COLUMN: Get off your bum and go outside
Coming in as a transfer student, I saw Central Michigan University with fresh eyes: the landscape around Brooks Hall, the interesting, yet eerie black sculpture near the University Art Gallery, the mind-blowing Charles V. Park Library with its moving bookshelves, the greenhouse, ponds and people who care about activism and language and art.
Having been here now for my third semester, I notice I sometimes slip into the naive student mindset of taking it all for granted.
This semester, I have found myself inside more often than normal. If I’m not sitting in class, I'm sitting at a computer typing up homework.

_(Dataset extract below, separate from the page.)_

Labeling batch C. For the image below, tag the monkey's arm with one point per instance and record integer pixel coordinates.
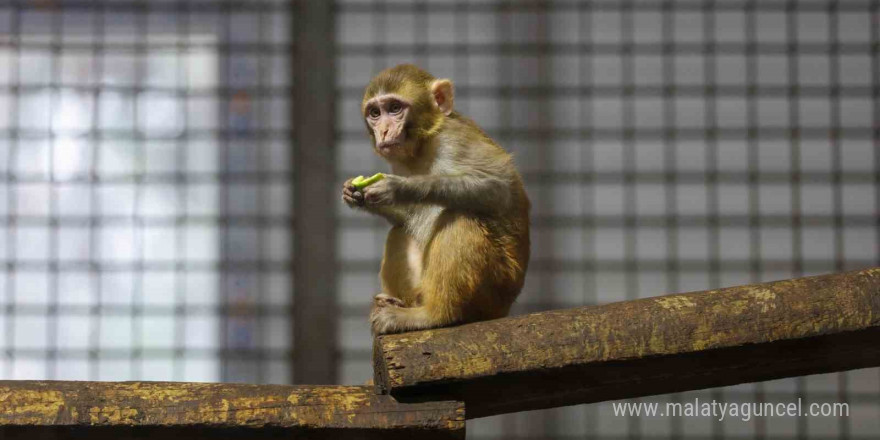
(474, 192)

A new Danish study showed kids who walked or biked to school, rather than sit on the bus or crammed into a car, had much better concentration with positive effects lasting around four hours after the commute.
Many studies show one of the big indicators of life longevity depends on time spent walking or exercising. They often make linkages between exercise and health and mortality rates.
These sound like "duh" statements, but, in today's culture, it needs to be said.
I love that some art students wore gas masks last week and stood with signs that told of the dangers of toxic indoor air and said we aren’t getting enough of the outside goodness. And we wonder why youth are so stressed.
What do we need to be doing?
Step 1: Get off our bums.
Step 2: Go outside. Don’t whine about the cold. Embrace it, especially if you want to call yourself a true Michigander.
Step 3: Get more natural. We can do this by not walking on the sidewalks or by just touching the trees on campus but watching the squirrels and visiting the greenhouse on campus, which is like a lesser-known paradise.
It might not be practical to tell my fellow college students to go out in the cold and snow more, as they might have no incentive, but perhaps a few suggestions for cold weather activities might make things easier.
How about walking the trails of the gorgeous parks in town, quit paying parking and walking instead, chasing the squirrels, playing kick the snow chunks or even borrowing someone’s kid and having them chase you around? (You could also be smart about this one and get the parent to pay you for it.)